Wan.Humo Music Video Automation Workflow.
Details
Download Files
Model description
🎬 AI Music Video Workflow (ComfyUI)
Turn your favorite tracks into fully AI-generated cinematic music videos — automatically right inside ComfyUI - NO POST EDITING NEEDED.
This workflow takes a reference image and an audio file, then generates a lip synced video that matches lyrics, mood, and scene dynamics and is 95% fully automated.
For some reason the example videos are not showing up for anyone so you can find them all here
High Level walkthrough can be found here
Need help or have questions? Please reach out through discord
✨ What It Does
🎭 Keeps your reference image as the main performer across all scenes.
🎶 Splits audio into lyric-synced snippets for perfect timing.
🖋️ Uses a custom Prompt creator node that sends custom instructions to an LLM node to build cinematic prompts from the lyrics and your style choices.
🎥 Generates scene-by-scene visuals, then combines them into a seamless final video.
The samples I provided were all created inside ComfyUI with NO post edits.
On a 5090 it took around 2 hours for the full song.
More examples can be found here and more will be added as I make them.
🔧 Key Features
Reference Image Control – Import your character photo (headshot recommended) it auto-removes the background, and resizes for clean framing.
Audio Handling – Automatic vocal/instrument separation, Whisper V3 transcription, advanced settings for lyric overlap, and fallback options.
Prompt Creator – Flexible scene builder with fields for style, theme, lighting, camera motion, outfits, and more to get a custom look
Auto Queueing – Handles multi-run videos seamlessly for long audio files.

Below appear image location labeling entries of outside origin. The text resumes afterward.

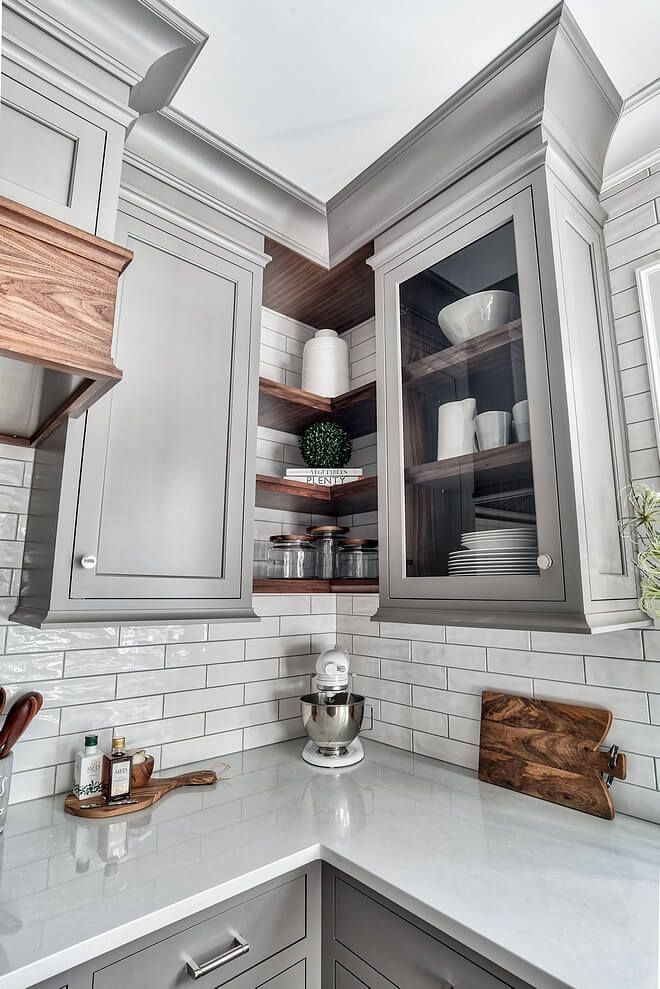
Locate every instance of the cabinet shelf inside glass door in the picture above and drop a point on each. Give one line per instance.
(469, 486)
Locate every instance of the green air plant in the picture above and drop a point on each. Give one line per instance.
(325, 444)
(642, 527)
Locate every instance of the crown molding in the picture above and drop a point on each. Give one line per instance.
(158, 207)
(165, 147)
(532, 83)
(147, 46)
(242, 158)
(635, 144)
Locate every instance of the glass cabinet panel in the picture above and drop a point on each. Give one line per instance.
(468, 486)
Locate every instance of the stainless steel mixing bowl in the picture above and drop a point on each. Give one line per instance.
(332, 726)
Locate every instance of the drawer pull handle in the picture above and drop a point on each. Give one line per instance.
(239, 947)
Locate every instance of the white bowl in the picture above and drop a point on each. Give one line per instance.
(477, 314)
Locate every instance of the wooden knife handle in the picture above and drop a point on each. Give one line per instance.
(204, 777)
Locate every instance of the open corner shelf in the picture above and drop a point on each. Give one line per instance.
(292, 409)
(479, 353)
(297, 496)
(505, 463)
(338, 586)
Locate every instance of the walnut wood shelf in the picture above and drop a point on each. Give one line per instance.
(292, 409)
(58, 287)
(338, 586)
(478, 354)
(296, 496)
(505, 463)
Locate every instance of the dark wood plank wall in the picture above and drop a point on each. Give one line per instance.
(337, 299)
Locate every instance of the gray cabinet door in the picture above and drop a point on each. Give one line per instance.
(163, 484)
(51, 159)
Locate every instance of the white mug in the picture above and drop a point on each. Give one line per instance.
(456, 428)
(493, 429)
(521, 421)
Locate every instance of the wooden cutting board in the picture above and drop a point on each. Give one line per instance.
(146, 796)
(548, 750)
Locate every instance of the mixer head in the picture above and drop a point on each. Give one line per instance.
(332, 670)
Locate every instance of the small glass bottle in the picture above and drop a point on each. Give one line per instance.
(117, 772)
(88, 770)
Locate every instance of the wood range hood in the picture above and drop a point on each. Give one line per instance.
(58, 287)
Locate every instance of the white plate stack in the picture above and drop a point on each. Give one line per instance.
(496, 552)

Final Render Automation – Collects all video chunks, merges them, and saves your finished video as
FINAL_VIDEO.mp4.This workflow uses the Native Gemini LLM API node by default, which receives detailed instructions generated by the Prompt Creator node. You can swap Gemini out for another LLM if you prefer, but the instruction sets are fairly complex, and most local models struggle to follow them reliably. If you’d rather not use an LLM at all, you can manually enter prompts instead—just reach out on Discord for extra guidance and tips. For context, I’ve spent only $5 so far, which has powered 50+ videos, and I still have credit left—so it’s been very cost-effective.
🚀 Quick Start
Upload reference image
Load your audio file
Set your folder name (e.g., the song title).
Fill in Prompt Creator fields (style, mood, shots, etc.).

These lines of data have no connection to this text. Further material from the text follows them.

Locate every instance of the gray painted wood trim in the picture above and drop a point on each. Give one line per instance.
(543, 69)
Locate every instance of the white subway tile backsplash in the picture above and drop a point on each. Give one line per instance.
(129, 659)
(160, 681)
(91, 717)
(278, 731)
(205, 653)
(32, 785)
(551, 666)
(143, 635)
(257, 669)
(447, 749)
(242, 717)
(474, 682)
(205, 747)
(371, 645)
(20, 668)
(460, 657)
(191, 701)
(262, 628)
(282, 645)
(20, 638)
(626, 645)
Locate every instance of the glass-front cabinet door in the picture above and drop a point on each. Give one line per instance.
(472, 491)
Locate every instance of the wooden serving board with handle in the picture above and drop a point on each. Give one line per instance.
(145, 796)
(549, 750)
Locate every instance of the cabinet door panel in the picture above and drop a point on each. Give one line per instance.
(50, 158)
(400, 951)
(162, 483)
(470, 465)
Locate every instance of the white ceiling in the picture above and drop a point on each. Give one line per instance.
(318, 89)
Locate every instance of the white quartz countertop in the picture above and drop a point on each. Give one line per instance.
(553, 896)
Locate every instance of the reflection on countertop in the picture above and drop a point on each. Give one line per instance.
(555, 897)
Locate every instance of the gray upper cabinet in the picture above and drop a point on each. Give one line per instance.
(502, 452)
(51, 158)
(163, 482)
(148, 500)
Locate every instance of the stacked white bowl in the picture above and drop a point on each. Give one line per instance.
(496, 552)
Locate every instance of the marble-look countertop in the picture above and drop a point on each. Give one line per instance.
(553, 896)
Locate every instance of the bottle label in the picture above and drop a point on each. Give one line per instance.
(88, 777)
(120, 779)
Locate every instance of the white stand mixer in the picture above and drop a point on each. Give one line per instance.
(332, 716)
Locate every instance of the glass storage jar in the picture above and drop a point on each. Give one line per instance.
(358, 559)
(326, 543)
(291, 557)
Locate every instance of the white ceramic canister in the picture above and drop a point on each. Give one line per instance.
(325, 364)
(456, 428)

Hit Run — everything else is automated.
The workflow will auto-queue middle runs for long audio files.
For the final pass, it will tell you which groups to mute.
Simply follow the on-screen instructions, hit run again, and the workflow finishes the process automatically. (You do not have to wait for runs to finish. You just mute and hit run once more.)
🎵 Creative Workflow Tip
Just like real music videos, you don’t have to stick to one pass. You can run the same audio file multiple times with different reference images or styles — for example:
One pass with the lead singer as the performer.

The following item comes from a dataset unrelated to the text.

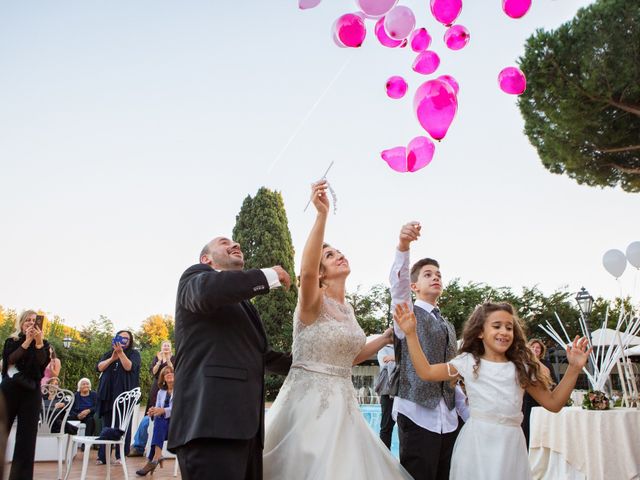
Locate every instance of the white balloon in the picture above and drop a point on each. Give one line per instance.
(633, 254)
(614, 262)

Another pass featuring a band member or supporting character.
Additional passes experimenting with different themes, outfits, or camera styles.
Later, you can edit these separate video runs together, cutting between performances or blending visual moods — exactly how professional music videos are produced with multiple takes.
📦 Required Custom Nodes
This workflow relies on a set of custom nodes I built specifically for this workflow.
You’ll need to install them before running the workflow:
👉 ComfyUI-VRGameDevGirl Custom Nodes (GitHub)
They can also be installed via the manager.
These nodes handle:
Audio splitting, transcription, and auto-queueing
Smart folder management and metadata tracking.
Popup instructions for multi-run projects.
Scene sync and frame adjustments for HuMo compatibility.
Video combining and more.
👉 Join the discord community for support, tips and tricks.
✅ In Summary
This workflow is designed for creators, musicians, and visual storytellers who want to merge AI visuals with music. With automatic transcription, smart prompt handling, and seamless video assembly, you can focus on creative direction while the workflow handles the heavy lifting.